Graduation Year


Document Type




Degree Name

Master of Arts (M.A.)

Degree Granting Department

Mass Communications

Major Professor

Scott S. Liu, Ph.D.

Committee Member

Janelle Applequist, Ph.D.

Committee Member

Roxanne Watson, Ph.D.


framing theory, Crimean crisis, news sources, content analysis


This thesis examines whether there is a frame difference in online news coverage of the controversial 2014 Crimean referendum by The New York Times and the Russian newspaper, Kommersant. The research is grounded in framing theory and literature on the attribution of news sources. The study is conducted in two languages and it seeks to examine how media systems, perspectives on the issue, journalistic standards, as well as cultural backgrounds and historical ties influenced framing of the event.

Sample online articles from each newspaper were selected and a quantitative content analysis was performed in order to identify the main themes, frames and source attribution patterns in media news coverage about the referendum. The pattern to quote official sources for providing justification and legitimacy to news stories has influenced the coverage in both newspapers: both The New York Times as well as Kommersant heavily relied on their respective government officials and experts. However, The New York Times provided a greater diversity of opinions supporting the values of a libertarian media system.

Politics was the dominant theme of the referendum-related articles in both newspapers, however, Kommersant and The New York Times touched on economy and military themes with different frequencies. A comparison between themes in two periods (before and after the referendum) has not shown a meaningful difference for both newspapers.

Kommersant’s online coverage was less critical of Russian policies and frequently utilized a set of the For-referendum frames, rarely touching upon Russian military activities on the peninsula.
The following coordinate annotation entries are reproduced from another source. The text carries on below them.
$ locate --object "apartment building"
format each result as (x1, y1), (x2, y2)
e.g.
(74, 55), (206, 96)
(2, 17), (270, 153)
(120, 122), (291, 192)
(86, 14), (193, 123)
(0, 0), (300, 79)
However, the frame depicting breach of international law appeared with the same frequency as the For-referendum frames, showing that Kommersant tried to maintain independence under the Russian neo-authoritarian media system. The New York Times focused on the illegitimate character of Crimean annexation and exposed every move of Russian troops, which is in line with U.S. foreign policy aims. However, the American publications did not hide the cultural and historical ties between Crimea and Russia and frequently mentioned the illegal character pertaining to Ukrainian protests and a temporary government.